Put simply, loss of hearing has some cultural and social connections that aren’t always necessarily true or helpful. Loss of vigor and aging are sometimes connected to hearing loss. The anxiety is that you’ll lose some social standing if you admit you have loss of hearing. They feel like they may appear old and come off as less “cool”.
You might be tempted to consider this stigma as somewhat of an amorphous problem, separated from reality. But for individuals who are trying to deal with loss of hearing there are some very genuine consequences. Here are some examples:
- Difficulties in your relationships (Your not just tuning people ot, you just can’t hear them very well).
- Occupation obstacles (Perhaps you were in a meeting and you missed some important information).
- Delaying management of hearing loss (resulting in less than optimal outcomes or unnecessary struggling).
- Job hunting problems (it’s sad to say, but some people may buy into the stigmas around hearing loss even if it’s not entirely legal).
This list could go on for quite some time, but you most likely get it.
Fortunately, this is all changing, and It seems as though the stigma of hearing loss is really going away.
Why is The Stigma of Hearing Loss Declining?
This decrease in hearing loss stigma is occurring for a number of reasons. Population demographics are transforming and so is our connection to technology.
It’s Becoming More Common For Young Adults to Have Hearing Loss
Perhaps the primary reason that hearing loss stigma is disappearing is that hearing loss itself is starting to be more and more prevalent, particularly among younger individuals (and we’re talking mostly about young adults not children).
Most statistical studies put the number of individuals with loss of hearing in the U.S. around 34 million, which translates into 1 in 10 people. There are too many reasons for this for us to entering into here (noise from numerous sources appears to be the primary problem), but the point is that loss of hearing is more prevalent now than it ever has been before.

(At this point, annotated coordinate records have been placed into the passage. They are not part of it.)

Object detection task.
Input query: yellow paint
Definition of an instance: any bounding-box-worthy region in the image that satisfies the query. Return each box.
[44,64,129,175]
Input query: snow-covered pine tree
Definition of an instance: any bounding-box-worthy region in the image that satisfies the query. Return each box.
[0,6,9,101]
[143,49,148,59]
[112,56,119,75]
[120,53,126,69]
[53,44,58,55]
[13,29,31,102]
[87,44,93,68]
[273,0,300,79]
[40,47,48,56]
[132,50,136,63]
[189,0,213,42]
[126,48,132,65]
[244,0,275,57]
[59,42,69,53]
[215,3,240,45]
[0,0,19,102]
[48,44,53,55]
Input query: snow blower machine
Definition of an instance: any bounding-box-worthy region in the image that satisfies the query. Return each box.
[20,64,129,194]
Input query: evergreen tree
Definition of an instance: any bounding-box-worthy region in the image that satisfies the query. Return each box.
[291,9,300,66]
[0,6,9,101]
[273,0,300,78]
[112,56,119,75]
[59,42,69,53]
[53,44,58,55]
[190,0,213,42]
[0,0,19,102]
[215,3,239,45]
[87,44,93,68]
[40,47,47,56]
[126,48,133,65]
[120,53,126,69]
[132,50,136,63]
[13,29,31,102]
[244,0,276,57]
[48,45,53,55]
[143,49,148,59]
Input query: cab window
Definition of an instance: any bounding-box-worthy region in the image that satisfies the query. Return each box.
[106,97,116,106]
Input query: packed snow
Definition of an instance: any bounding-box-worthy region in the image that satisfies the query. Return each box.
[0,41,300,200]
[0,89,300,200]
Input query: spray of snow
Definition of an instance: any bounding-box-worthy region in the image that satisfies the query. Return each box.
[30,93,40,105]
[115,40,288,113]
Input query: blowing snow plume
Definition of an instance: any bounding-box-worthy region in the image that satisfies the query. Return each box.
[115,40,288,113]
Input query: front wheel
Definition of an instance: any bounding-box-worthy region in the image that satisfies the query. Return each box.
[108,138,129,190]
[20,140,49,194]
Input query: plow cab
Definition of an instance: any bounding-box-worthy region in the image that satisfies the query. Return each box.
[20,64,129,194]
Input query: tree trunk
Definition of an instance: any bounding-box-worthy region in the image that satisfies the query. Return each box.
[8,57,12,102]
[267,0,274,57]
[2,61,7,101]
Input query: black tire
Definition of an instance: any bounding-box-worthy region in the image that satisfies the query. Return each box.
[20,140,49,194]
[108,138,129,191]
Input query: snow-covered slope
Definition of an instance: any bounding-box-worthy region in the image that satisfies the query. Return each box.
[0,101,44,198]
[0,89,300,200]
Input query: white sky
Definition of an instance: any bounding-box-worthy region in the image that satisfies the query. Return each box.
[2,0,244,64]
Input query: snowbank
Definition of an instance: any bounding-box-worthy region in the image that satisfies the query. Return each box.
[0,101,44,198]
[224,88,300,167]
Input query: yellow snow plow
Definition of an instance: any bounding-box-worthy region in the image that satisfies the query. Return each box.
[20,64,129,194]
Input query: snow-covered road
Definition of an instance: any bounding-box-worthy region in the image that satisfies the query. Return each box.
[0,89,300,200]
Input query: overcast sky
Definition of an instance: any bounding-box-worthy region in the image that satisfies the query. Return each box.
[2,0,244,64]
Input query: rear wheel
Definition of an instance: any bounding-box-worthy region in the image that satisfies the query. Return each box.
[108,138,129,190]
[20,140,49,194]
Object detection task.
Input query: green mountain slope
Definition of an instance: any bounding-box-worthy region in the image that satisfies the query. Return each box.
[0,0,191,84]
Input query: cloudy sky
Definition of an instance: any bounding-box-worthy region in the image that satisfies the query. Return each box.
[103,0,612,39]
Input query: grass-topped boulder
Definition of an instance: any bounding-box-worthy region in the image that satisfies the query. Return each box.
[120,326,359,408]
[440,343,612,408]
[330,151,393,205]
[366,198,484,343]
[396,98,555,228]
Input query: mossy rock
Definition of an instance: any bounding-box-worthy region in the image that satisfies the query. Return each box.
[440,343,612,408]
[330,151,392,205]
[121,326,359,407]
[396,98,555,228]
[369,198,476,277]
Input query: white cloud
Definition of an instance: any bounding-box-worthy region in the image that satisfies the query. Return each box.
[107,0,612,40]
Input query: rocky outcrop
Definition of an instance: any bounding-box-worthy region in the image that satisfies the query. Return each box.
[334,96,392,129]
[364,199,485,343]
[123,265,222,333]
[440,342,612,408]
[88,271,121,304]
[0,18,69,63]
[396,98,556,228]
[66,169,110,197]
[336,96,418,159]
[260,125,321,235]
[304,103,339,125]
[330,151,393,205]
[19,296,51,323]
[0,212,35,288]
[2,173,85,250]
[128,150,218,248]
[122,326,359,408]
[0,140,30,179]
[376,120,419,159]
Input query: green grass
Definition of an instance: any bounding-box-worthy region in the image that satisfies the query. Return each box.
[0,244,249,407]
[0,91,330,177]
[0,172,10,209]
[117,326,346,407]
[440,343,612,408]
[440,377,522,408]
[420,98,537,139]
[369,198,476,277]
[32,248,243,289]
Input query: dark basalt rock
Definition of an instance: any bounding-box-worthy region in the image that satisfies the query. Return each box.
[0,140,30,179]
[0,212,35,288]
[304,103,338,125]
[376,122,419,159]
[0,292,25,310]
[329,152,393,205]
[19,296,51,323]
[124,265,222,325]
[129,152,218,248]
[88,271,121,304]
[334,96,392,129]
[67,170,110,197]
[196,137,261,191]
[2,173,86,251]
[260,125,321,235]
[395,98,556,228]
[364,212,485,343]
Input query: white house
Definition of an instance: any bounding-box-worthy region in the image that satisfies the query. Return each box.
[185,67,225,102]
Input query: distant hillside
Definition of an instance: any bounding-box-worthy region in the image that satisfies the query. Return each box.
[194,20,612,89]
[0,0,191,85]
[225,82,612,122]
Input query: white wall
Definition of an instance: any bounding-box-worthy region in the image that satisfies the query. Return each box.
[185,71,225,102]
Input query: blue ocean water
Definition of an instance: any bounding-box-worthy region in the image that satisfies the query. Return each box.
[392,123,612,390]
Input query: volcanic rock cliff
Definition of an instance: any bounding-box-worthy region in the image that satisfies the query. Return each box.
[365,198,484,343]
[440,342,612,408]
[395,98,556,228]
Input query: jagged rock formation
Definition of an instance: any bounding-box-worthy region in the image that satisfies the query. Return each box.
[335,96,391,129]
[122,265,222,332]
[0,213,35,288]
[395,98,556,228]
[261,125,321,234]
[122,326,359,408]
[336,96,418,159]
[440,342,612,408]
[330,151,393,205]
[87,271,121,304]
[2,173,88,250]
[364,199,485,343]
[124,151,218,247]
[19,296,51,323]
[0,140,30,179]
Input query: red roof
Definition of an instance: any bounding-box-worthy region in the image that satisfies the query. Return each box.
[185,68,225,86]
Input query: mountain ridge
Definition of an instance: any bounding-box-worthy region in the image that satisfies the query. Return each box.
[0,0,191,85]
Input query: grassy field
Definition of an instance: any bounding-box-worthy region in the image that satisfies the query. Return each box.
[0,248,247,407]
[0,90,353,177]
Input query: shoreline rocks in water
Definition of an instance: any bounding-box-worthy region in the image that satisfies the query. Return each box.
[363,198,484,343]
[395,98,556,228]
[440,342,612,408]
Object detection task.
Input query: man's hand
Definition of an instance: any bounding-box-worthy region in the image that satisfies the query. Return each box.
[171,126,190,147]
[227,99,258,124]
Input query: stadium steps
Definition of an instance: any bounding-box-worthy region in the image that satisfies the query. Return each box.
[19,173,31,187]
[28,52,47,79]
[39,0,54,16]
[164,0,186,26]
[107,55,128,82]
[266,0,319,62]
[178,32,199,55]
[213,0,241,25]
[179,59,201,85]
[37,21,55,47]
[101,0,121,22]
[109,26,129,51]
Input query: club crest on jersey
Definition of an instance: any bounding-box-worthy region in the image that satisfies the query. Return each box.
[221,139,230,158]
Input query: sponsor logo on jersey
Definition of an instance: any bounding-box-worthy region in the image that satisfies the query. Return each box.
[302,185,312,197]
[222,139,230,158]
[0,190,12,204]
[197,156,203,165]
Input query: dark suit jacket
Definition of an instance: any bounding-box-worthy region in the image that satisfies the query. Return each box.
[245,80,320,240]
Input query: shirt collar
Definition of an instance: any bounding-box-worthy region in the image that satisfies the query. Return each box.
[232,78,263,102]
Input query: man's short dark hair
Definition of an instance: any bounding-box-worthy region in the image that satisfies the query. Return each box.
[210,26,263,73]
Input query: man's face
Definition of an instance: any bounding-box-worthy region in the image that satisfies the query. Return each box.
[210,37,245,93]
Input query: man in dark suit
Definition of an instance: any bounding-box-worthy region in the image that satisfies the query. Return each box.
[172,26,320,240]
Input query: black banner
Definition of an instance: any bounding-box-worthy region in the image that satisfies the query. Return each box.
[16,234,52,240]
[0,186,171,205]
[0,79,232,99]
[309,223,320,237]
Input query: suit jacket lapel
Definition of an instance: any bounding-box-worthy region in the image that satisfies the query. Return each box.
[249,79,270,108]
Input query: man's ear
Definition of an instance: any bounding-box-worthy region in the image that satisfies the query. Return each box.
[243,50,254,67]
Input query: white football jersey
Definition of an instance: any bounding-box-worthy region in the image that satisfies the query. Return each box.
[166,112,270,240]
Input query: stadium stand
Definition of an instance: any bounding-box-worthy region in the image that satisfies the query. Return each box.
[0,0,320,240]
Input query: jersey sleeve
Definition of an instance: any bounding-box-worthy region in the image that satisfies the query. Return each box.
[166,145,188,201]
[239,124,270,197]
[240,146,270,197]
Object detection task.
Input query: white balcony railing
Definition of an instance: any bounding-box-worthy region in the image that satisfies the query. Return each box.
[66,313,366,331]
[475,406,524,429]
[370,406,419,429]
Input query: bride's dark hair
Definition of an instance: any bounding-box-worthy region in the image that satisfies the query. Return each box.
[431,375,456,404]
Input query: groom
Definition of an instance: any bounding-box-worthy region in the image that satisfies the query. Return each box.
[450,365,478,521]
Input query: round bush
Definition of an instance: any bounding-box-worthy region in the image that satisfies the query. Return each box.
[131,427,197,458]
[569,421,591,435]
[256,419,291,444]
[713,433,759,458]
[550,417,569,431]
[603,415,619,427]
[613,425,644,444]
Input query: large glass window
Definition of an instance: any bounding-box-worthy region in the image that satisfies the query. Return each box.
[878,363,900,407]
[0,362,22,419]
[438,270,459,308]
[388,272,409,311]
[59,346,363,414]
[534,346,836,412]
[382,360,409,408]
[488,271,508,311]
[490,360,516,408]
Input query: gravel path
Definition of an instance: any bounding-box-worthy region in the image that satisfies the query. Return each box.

There’s more discussion and understanding about hearing loss as it becomes more widespread.
We’re More Comfortable With Technology
Maybe you were concerned that your first pair of hearing aids would cause you to look old so you resisted wearing them. But these days, technology is so pervasive that hearing aids virtually entirely blend in. No one really even is aware of them. This is also, in part, because hearing aids are smaller than they ever used to be and in the majority of circumstances are very discreet.
But often hearing aids go undetected because these days, everyones ears seem to have something in them. Everyone is used to dealing with technology so nobody is concerned if you’re wearing a helpful piece of it in your ear.
An Overdue Shift in Thinking
Of course, those two reasons are not the exclusive causes for the retreat of hearing loss stigma. Recently, loss of hearing has been depicted with more accuracy (and more humanity) in popular culture, and several prominent celebrities have come out with their own hearing loss truths.
The more we see hearing loss in the world, the less stigma there will be. Of course, now we want to do everything we can to prevent hearing loss. If we could find a way to reverse trends in youth hearing loss as we challenge hearing loss stigma that would be optimal.
But more people will begin to be ok with seeing a hearing professional as this stigma goes away. This will keep everybody hearing better and improve overall hearing health.